[![PyPi version](https://img.shields.io/pypi/v/prefixspan.svg)](https://pypi.python.org/pypi/prefixspan/)
[![PyPi pyversions](https://img.shields.io/pypi/pyversions/prefixspan.svg)](https://pypi.python.org/pypi/prefixspan/)
[![PyPi license](https://img.shields.io/pypi/l/prefixspan.svg)](https://pypi.python.org/pypi/prefixspan/)

The shortest yet efficient implementation of famous frequent sequential pattern mining algorithm [PrefixSpan](https://ieeexplore.ieee.org/abstract/document/914830/) in Python 3, with less than 20 lines in core part (scan and extend).

- You can also try the Scala [version](https://github.com/chuanconggao/PrefixSpan-scala).

Also includes the implementation of famous frequent **closed** sequential pattern mining algorithm [BIDE](https://ieeexplore.ieee.org/abstract/document/1319986), which extends the framework of PrefixSpan algorithm.

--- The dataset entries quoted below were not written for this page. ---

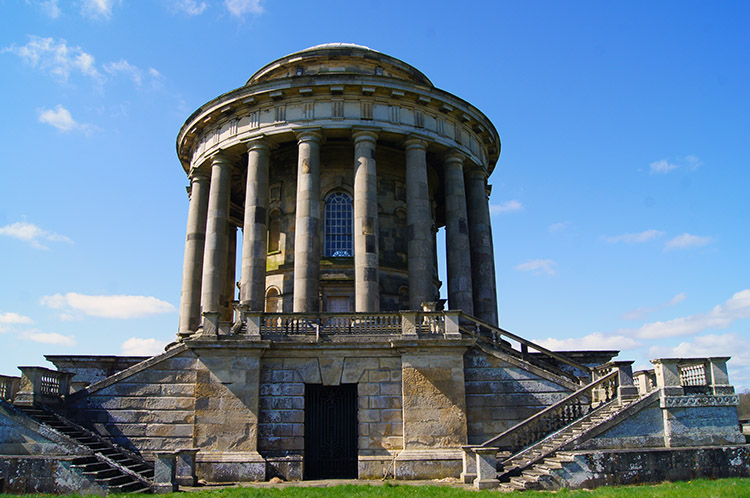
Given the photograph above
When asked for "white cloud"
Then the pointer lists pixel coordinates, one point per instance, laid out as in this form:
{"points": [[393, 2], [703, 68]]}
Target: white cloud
{"points": [[56, 57], [635, 238], [693, 161], [122, 307], [720, 317], [639, 313], [708, 345], [47, 338], [595, 341], [124, 67], [506, 207], [97, 9], [559, 227], [32, 234], [239, 8], [686, 241], [61, 119], [135, 346], [662, 167], [10, 318], [189, 7], [49, 7], [538, 266]]}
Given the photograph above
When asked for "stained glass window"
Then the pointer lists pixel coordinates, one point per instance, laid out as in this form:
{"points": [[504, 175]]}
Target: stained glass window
{"points": [[338, 236]]}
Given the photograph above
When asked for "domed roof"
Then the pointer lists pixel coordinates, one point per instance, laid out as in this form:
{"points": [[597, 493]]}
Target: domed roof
{"points": [[332, 59]]}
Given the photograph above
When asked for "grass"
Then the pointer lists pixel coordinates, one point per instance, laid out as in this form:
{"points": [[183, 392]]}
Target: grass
{"points": [[701, 488]]}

- A pattern is closed if there is no super-pattern with the same frequency.

- BIDE is much faster than PrefixSpan, as only a small subset of closed patterns sharing the equivalent information of all the patterns are returned.

# Features

Outputs traditional single-item sequential patterns, where gaps are allowed between items.

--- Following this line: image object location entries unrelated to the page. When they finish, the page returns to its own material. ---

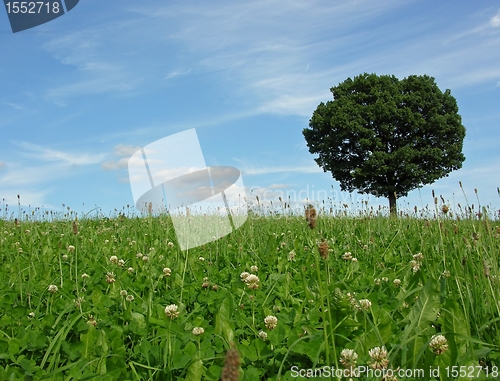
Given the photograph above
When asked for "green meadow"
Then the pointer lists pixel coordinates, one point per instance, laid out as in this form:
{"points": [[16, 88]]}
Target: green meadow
{"points": [[356, 296]]}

- Mining top-k patterns is supported, with respective optimizations on efficiency.

- You can limit the length of mined patterns. Note that setting maximum pattern length properly can significantly speedup the algorithm.

- Custom key function and custom filter function can be applied.

# Installation

This package is available on PyPi. Just use `pip3 install -U prefixspan` to install it.

# CLI Usage

You can simply use the algorithms on terminal.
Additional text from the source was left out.